[Web Developers: ASP.NET Encoding and VisualStudio.NET 2003]
Unicode is a standard that can solve the problems with multi-lingual content and
supports currently 96.447 characters of the world's alphabets. It assigns a unique
and unambiguous number to every single known character. Well, some may say that
codepages and dozens of encoding/ CharSet Standards (like e.g. ISO-8859-1 which
represents the 0-127 ASCII chars plus the Latin-1 Supplement) solved also the problems
with language specific characters. But: you can't mix different languages and you're
definitely stuck with one codepage or standard at a time. And if dealing with different
platforms (e.g. MAC, Windows) you run again into problems.

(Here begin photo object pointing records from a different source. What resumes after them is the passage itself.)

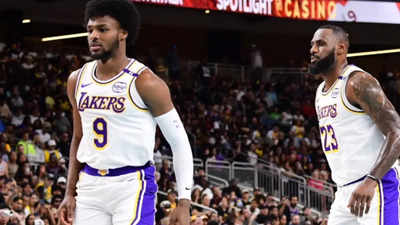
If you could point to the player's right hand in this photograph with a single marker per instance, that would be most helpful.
(66, 211)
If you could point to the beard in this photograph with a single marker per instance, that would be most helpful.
(323, 65)
(106, 54)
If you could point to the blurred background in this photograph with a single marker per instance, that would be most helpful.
(237, 71)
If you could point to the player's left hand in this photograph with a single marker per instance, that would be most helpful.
(181, 214)
(361, 197)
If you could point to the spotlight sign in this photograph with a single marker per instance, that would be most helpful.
(326, 10)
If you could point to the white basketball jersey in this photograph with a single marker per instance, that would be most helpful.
(350, 139)
(118, 130)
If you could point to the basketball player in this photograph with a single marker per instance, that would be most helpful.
(117, 104)
(360, 134)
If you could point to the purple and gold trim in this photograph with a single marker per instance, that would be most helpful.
(79, 80)
(106, 82)
(361, 112)
(139, 200)
(144, 208)
(131, 99)
(388, 201)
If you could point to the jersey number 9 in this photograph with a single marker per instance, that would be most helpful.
(100, 131)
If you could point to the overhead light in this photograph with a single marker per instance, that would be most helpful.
(67, 36)
(380, 52)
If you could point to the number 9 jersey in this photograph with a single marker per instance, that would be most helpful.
(118, 130)
(350, 139)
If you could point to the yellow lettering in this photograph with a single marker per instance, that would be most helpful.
(287, 11)
(305, 12)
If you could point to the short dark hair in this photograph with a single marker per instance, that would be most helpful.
(124, 11)
(339, 32)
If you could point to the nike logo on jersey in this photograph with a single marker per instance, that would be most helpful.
(117, 104)
(85, 85)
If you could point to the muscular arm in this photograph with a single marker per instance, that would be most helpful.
(156, 96)
(365, 91)
(74, 165)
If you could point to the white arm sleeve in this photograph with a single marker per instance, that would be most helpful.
(172, 128)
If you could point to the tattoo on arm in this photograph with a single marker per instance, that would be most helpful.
(367, 92)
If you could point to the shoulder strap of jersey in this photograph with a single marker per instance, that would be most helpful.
(135, 70)
(81, 75)
(346, 103)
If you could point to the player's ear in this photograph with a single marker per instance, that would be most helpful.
(123, 34)
(341, 48)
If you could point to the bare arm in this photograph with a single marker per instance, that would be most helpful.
(66, 209)
(365, 91)
(74, 165)
(156, 96)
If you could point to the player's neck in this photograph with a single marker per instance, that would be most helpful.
(331, 76)
(112, 67)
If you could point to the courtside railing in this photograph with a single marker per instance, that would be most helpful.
(270, 179)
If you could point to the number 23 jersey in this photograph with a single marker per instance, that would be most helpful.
(117, 128)
(350, 139)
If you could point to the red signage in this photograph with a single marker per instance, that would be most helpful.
(334, 10)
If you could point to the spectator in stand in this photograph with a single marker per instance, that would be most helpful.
(295, 220)
(12, 164)
(315, 181)
(17, 208)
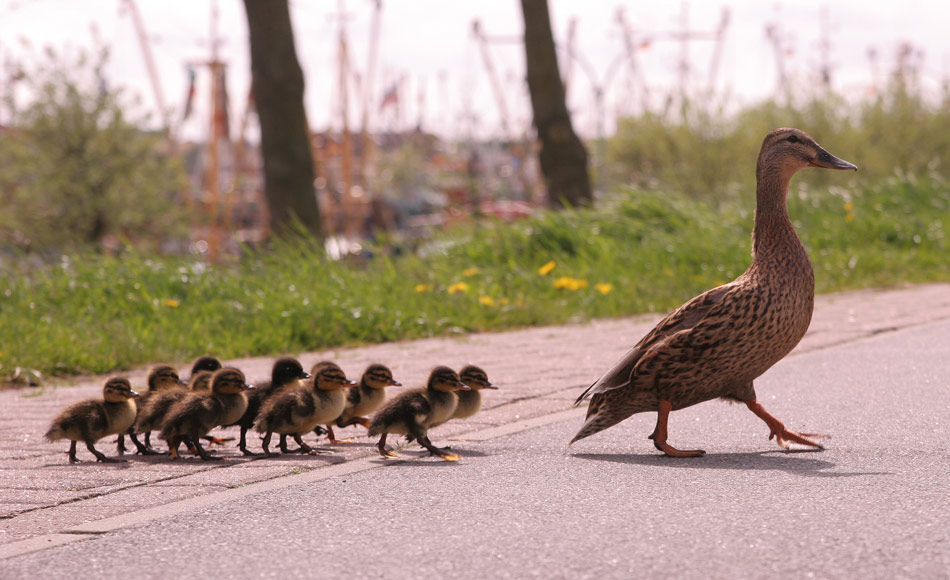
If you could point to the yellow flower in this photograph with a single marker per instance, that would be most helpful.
(568, 283)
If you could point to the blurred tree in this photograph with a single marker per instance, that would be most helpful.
(75, 172)
(563, 156)
(285, 136)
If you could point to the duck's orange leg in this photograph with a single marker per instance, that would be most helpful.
(659, 434)
(782, 435)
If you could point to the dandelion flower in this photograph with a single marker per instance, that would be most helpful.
(568, 283)
(546, 269)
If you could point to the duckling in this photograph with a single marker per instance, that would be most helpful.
(92, 419)
(161, 378)
(286, 371)
(414, 412)
(200, 412)
(297, 409)
(362, 400)
(470, 402)
(719, 342)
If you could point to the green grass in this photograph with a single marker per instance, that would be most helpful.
(93, 314)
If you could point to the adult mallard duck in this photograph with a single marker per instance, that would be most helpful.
(719, 342)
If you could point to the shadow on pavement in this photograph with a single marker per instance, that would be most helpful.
(787, 461)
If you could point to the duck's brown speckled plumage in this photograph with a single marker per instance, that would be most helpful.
(716, 344)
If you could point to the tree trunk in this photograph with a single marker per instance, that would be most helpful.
(563, 156)
(285, 136)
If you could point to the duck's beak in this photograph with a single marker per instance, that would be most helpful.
(829, 161)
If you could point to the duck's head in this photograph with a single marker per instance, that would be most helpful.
(786, 151)
(475, 378)
(205, 363)
(163, 377)
(287, 370)
(201, 381)
(446, 380)
(118, 389)
(229, 381)
(330, 377)
(379, 376)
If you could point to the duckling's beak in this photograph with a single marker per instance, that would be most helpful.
(829, 161)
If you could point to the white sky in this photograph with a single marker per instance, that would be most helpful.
(429, 43)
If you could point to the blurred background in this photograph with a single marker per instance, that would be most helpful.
(419, 114)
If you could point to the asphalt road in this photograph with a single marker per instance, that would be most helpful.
(874, 504)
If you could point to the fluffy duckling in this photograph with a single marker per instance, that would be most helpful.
(164, 388)
(200, 412)
(365, 398)
(286, 371)
(295, 410)
(92, 419)
(414, 412)
(470, 402)
(160, 379)
(718, 343)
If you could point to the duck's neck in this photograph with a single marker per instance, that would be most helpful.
(773, 234)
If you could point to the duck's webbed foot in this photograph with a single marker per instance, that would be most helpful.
(782, 435)
(660, 434)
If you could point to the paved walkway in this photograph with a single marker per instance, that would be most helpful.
(540, 371)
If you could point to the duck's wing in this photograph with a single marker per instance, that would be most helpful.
(687, 317)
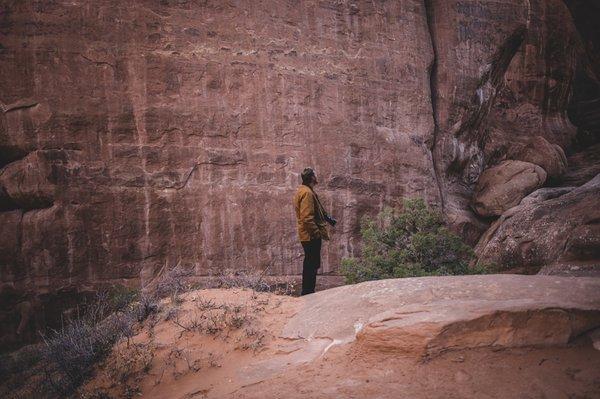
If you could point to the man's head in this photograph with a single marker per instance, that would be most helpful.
(309, 177)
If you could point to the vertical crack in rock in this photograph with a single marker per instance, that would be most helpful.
(490, 84)
(432, 69)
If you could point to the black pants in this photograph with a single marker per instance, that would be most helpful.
(312, 262)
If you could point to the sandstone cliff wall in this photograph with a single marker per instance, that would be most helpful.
(139, 134)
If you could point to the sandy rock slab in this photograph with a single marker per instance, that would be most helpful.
(427, 316)
(415, 338)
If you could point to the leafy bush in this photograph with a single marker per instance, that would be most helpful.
(412, 243)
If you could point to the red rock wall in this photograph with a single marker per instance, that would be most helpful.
(141, 134)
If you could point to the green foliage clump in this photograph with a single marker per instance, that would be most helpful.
(412, 243)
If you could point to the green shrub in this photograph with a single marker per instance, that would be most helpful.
(412, 243)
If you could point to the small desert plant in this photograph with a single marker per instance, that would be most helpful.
(71, 352)
(243, 279)
(414, 242)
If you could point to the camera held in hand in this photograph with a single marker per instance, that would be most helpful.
(330, 220)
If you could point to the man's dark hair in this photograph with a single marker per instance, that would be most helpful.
(306, 175)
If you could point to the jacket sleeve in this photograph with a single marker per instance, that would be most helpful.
(307, 215)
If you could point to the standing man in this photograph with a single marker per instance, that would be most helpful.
(311, 218)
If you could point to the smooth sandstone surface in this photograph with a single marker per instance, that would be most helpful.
(425, 316)
(503, 186)
(139, 135)
(471, 334)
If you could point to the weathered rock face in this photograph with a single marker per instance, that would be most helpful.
(503, 73)
(561, 232)
(139, 134)
(375, 347)
(135, 135)
(503, 186)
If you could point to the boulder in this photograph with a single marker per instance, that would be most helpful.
(501, 187)
(431, 337)
(558, 231)
(539, 151)
(427, 316)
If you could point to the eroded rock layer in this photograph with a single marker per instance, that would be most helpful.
(138, 135)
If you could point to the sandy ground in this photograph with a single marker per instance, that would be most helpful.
(226, 344)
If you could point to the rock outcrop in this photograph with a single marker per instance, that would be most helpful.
(561, 232)
(135, 135)
(503, 186)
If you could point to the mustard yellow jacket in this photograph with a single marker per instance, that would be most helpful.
(310, 215)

Here we're just talking about the Web and Browsers. When dealing with a web page
that is in a Western Europe language it might be ok to use ISO-8859-1 or may be
-2, but you would get the same result by using Unicode, respective the Unicode Transformation
Format UTF-8, which will compress and store most of your characters into 1-byte
units.
How ASP.NET and VisualStudio.NET 2003 are dealing with encoding issues
ASP.NET has a globalization section in Web.config where response and request default
encodings are set. This might look like the following:
<globalization
requestEncoding="utf-8"
responseEncoding="utf-8"
/>
The good thing is...
ASP.NET will generate a HTTP header according to these settings, so you
don't need to add one via coding!
You don't have to set an encoding HTTP header at web server level, either! This
is a great advantage ASP.NET has built in.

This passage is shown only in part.